Opini, suaragerakan.com, Surau adalah sebutan untuk rumah ibadah umat islam yang bangunannya lebih kecil dari Masjid. Surau berasal dari bahasa Melayu dan memiliki fungsi sebagai tempat ibadah, belajar, dan pengajian.
Dalam perspektif tradisi surau sebuah sistem pendidikan dan pembinaan masyarakat Islam tradisional di Minangkabau, pilkada atau pemilihan kepala daerah dapat dilihat sebagai bagian dari upaya untuk mengamalkan prinsip musyawarah dan mufakat dalam memilih pemimpin. Meskipun tradisi surau pada dasarnya tidak mengenal konsep pemilihan umum secara langsung, ajaran yang berkembang di dalamnya menekankan pentingnya kepemimpinan yang berbasis pada nilai-nilai agama, moral, dan keadilan.
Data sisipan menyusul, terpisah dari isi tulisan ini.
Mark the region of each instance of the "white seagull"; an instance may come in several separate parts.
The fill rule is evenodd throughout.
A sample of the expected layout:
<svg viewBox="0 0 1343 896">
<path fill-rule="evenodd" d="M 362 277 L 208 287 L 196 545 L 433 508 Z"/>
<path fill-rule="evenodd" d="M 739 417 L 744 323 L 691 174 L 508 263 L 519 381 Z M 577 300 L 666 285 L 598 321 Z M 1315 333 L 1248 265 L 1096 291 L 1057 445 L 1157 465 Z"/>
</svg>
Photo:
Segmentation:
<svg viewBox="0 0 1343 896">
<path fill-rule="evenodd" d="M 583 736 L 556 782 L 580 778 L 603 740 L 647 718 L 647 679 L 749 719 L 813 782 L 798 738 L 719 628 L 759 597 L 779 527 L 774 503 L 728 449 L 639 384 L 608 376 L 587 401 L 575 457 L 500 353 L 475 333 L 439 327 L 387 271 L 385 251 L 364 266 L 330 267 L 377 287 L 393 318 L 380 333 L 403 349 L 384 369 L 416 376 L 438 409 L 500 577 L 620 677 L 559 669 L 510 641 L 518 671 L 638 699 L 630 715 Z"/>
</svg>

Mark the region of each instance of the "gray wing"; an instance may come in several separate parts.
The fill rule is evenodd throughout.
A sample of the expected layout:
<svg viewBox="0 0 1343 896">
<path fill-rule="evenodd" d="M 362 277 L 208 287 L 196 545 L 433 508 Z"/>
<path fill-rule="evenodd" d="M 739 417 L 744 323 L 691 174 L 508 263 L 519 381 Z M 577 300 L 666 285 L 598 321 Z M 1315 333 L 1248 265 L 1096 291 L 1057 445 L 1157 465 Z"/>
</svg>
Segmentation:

Sementara kaum Surau sendiri adalah sebutan untuk kelompok orang yang mengenyam pendidikan di surau (saat ini disebut pesantren). Mereka melatih diri dan menimba ilmu pengetahuan keagamaan mereka di Surau sehingga sebagai orang menyebut mereka dengan istilah kaum surau atau urang surau.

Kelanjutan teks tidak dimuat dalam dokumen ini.